He should adjust in time to losing his companion. However long that takes is questionable though and he will continue to be angry and feel neglected and reflect that anger with destruction just out of loneliness. It may improve with time and may not. You have to ask yourself is this fair for your dog? I would spend nearly all my time with him when I was home taking walks, etc. and if you can't do more than 2 hrs. it may be best to find a better home for him where he has a better environment. If his new home is a better place where there is a yard to run, and owners that can spend more time with him he will gradually accept the new home and owners. I know that is hard but may be the best. When your living situation improves you may think about owning another dog.
Other than that, working 2 jobs leaves the dog alone too much to be fair so you need to get someone…the same person all the time... over to your apartment to spend time with him if you don't want to give him up. He can bond to that person and that will help the loneliness somewhat. If you decided to give him up, the new owners could come over frequently for walks and visits before you gave the dog to them so that the dog would consider them friends before adoption, that would help the dog transition. I would not give that dog to an inexperienced owner though. That could end in disaster. It will do the same things with the new owner although it should get over the transition quicker because it will be in a better environment. Also, was your husband the dog's leader? You now have to be a positive leader for him because it sounds like he lacks leadership.
Help!
-
I have a newly adopted a 15 month R&W female Basenji. I am absolutely in love with her! She knows sit, lay down, and even likes to play ball (when in the mood). Anyways, she was an owner surrender and went to a Basneji rescue group. So she went from being an only dog to one of many. Then she was jumped by 2 domestic dogs. She is now aggressive towards other dogs. Mainly small dogs. I am not sure if it is her hunting instinct or fear/aggression from the attack. I was just reaching out to others who have experience with Basenji's and to see if anyone else has ever had this problem.
Thanks!
-
I cannot speak to your specific problem because I have had both my B's since they were puppies. I CAN say, however, that my 3 yr old girl has never been attacked and is VERY dog aggressive. She goes into full growling-teeth-snapping mode as soon as any other dog {except Basenjis} come into sight. Even then, she gets a bit snarky with Basenjis also.

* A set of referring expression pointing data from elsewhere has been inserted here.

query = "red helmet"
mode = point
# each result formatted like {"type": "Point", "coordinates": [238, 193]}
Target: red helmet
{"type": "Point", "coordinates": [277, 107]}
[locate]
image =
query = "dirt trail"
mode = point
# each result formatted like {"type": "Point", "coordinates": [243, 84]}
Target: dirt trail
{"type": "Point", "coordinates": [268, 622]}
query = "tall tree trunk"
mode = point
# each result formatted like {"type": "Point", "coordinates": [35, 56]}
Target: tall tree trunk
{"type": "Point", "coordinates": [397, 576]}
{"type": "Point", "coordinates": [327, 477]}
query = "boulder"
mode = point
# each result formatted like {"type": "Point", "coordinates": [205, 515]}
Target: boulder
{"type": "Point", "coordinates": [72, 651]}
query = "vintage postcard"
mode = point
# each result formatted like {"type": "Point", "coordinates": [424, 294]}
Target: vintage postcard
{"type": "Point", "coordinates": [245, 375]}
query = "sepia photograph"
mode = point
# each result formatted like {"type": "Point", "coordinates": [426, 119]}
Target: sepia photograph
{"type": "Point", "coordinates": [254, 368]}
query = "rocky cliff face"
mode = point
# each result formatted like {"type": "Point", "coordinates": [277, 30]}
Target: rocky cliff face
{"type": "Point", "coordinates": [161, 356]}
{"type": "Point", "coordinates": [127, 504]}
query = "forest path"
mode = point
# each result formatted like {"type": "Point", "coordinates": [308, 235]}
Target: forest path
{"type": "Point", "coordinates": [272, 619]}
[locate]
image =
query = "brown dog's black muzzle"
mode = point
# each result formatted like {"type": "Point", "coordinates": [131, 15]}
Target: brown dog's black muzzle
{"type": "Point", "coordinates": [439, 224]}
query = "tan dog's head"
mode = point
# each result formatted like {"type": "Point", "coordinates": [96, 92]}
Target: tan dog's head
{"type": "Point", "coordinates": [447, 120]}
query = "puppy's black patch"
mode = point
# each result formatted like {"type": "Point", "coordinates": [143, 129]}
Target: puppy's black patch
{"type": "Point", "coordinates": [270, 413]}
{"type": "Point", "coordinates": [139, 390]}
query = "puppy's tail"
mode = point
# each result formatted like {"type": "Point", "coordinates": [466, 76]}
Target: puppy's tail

She's so bad we've been asked to leave the vet's waiting area because she was making so much noise at every other dog it was disturbing to people :eek: :oIt's not something I've worked on with her because other than vet visits, she really never sees other dogs up close so I just don't get the opportunity. I mean, most people aren't willing to take their sweet dogs on walks with Tasmanian Devil dog just to help the Devil Dog get over her problems :rolleyes:
I have been thinking that I do need to address the issue though, and next week am going to meet a trainer with an excellent reputation. I may just be talking as I'm not sure I can afford her, AND she lives about 40 minutes away, BUT maybe I can work something out.
Anyway, like I said, I can't be of help, but I know what it's like to live with a dog like that!
-
Some females are very much into showing other dogs who is boss she is.
Does this happen when she is on a leash, walking loose, or just when you have folks with dogs come into your home? -
I would recommend the book Fiesty Fido by Patricia McConnell. There are things that can be done to help make the distance she is comfortable with other dogs smaller but she may never really like to be around other dogs. I have a reactive dog. He has been attacked several times and makes a lot noise to let other dogs know he would like them to go away.
-
I think that she thinks that dogs smaller than her are food. I am not sure though because I have not had much of a chance to get to know her. I know that she does like her personal space though. She got along fine with a friend of mines pug until Urbi (my dog) decided that she wanted to go sniff around. The pug stayed on her checking her out and thats when she got mad. I also notice that when other dogs are around (like in someones house with the only the screen door closed her hair raises up.
This is not so much of a problem because she will be an only dog for a long time and does not really have to come into contact with other dogs much, I would just like her to feel comfortable around other dogs.
I have now received the number of someone in my area that has experience with Shiba Inus (sp?) I have heard that they are kinda similar in personality to Basenji's. I am going to try to get a hold of her sometime this week. She is a very good Basenji (she knows sit, down, we are working on stay, and she loves to fetch when in the mood) and I know she just wants to please. I would just like to make life a little more comfortable for her!
Thank you guys so much for all the help! I will absolutely take your advice and I am going to look for Fiesty Fido right now! Its comforting to know that Urbi is not the only one out there with this problem!
-
Shiba's are "the furry" version of a Basenji!… ggg.. and yes they can be very alike in their temperaments.
-
I've heard good things about FFido. I like Control Unleashed. Both are available from dogwise.com I believe
-
Thanks guys! I will be checking those books out!